= Matthew Tierney (poet) =

Canadian poet (born 1970)

Matthew F. Tierney (born November 9, 1970) is a Canadian poet.

Tierney was born in Kitchener, Ontario. After originally studying in the sciences and dabbling in the theatre, Tierney received a B.A. in English from the University of Toronto and an M.A. in Creative Writing from the University of New Brunswick. Since then, Tierney has published poems in several literary journals throughout Canada and Ireland.

Tierney was awarded the 2006 K.M. Hunter Artist Award for literature. Tierney also won both 1st place and 2nd place in This Magazine's 2005 Great Literary Hunt and first place in Maisonneuve magazine's 2006 literary competition.

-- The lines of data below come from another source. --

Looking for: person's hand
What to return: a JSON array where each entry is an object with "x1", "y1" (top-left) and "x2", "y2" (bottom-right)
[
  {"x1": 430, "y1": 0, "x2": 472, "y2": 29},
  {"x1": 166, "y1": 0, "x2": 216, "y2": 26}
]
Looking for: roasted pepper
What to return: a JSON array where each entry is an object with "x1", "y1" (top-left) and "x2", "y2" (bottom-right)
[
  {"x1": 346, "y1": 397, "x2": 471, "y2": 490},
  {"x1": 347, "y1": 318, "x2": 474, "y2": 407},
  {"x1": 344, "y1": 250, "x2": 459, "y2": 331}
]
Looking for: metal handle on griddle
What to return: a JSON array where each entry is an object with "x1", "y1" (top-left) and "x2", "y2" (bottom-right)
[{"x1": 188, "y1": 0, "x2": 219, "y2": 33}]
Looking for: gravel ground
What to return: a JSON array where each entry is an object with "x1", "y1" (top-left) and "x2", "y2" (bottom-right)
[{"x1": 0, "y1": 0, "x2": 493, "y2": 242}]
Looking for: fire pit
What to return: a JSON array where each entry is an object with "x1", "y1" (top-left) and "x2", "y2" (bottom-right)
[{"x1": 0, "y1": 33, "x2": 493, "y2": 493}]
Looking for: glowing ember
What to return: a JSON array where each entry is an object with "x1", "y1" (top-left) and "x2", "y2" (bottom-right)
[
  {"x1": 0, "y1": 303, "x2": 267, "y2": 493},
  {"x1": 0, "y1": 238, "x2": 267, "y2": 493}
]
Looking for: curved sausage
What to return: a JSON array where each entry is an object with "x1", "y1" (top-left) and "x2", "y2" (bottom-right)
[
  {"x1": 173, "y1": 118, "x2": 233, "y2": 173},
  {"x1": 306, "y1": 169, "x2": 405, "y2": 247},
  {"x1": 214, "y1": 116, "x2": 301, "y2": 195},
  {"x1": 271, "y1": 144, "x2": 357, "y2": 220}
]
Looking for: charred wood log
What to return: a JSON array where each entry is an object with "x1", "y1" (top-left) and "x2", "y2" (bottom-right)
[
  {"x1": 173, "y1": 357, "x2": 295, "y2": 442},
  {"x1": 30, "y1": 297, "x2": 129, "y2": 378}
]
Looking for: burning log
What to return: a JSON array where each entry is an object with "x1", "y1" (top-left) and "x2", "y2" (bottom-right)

Tierney is the author of the full collections The Hayflick Limit, Full Speed Through the Morning Dark, Probably Inevitable, Midday at the Super-Kamiokande, Lossless, the chapbook Trans-Mongolian Express, and the thesis novella Merely Players.

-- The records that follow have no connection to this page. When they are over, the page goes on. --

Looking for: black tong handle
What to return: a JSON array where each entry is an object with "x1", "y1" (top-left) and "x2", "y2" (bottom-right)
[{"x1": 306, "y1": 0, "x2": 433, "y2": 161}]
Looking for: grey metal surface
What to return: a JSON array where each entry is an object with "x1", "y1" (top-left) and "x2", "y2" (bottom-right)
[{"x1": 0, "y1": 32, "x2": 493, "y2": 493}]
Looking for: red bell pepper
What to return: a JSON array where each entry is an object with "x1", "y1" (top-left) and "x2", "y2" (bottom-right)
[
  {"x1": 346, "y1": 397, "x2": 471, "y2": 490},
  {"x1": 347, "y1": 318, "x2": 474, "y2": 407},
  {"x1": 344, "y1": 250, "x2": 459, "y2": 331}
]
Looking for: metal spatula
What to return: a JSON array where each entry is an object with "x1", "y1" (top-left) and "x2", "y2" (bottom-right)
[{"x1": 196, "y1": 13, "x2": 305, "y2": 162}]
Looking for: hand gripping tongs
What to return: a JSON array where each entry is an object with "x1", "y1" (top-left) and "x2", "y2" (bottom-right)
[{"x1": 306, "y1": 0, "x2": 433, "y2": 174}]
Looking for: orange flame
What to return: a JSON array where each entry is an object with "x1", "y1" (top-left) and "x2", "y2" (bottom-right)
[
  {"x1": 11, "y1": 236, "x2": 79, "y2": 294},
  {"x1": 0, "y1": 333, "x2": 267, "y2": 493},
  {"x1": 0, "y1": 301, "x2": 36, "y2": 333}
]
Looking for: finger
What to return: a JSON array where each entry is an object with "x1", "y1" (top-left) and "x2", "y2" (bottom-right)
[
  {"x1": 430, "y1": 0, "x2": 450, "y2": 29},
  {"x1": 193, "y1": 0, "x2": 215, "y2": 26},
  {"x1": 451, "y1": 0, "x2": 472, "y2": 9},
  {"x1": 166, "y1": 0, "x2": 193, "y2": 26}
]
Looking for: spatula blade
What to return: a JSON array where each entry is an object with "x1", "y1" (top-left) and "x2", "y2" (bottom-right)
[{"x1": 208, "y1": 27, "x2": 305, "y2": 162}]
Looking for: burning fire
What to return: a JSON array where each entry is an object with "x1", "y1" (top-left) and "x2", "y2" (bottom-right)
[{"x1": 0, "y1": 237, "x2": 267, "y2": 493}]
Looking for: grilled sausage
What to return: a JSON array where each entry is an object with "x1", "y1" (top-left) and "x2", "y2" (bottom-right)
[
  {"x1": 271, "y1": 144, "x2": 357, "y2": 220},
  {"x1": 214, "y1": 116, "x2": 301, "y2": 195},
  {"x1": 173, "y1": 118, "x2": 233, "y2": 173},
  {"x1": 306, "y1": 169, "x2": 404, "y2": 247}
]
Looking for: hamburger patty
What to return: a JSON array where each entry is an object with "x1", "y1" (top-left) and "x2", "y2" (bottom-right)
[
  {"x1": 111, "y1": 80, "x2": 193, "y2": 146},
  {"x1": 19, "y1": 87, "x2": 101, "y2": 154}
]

The Hayflick Limit was nominated for the 2010 Trillium Book Award for English Poetry. Tierney won the award for his third full collection, Probably Inevitable.

His 2018 collection Midday at the Super-Kamiokande was shortlisted for the 2019 ReLit Award for poetry.

Tierney lives in Toronto with his wife, Charmaine Lau Tierney and their son, August.

==Bibliography==
- Full Speed Through the Morning Dark. Toronto: Wolsak & Wynn, 2004. ISBN 0-919897-97-5
- The Hayflick Limit. Toronto: Coach House, 2009. ISBN 978-1-55245-217-2.
- Probably Inevitable. Toronto: Coach House, 2012. ISBN 9781552452615.
- Midday at the Super-Kamiokande. Toronto: Coach House, 2018. ISBN 9781552453773.
- Lossless, Toronto: Coach House, 2024.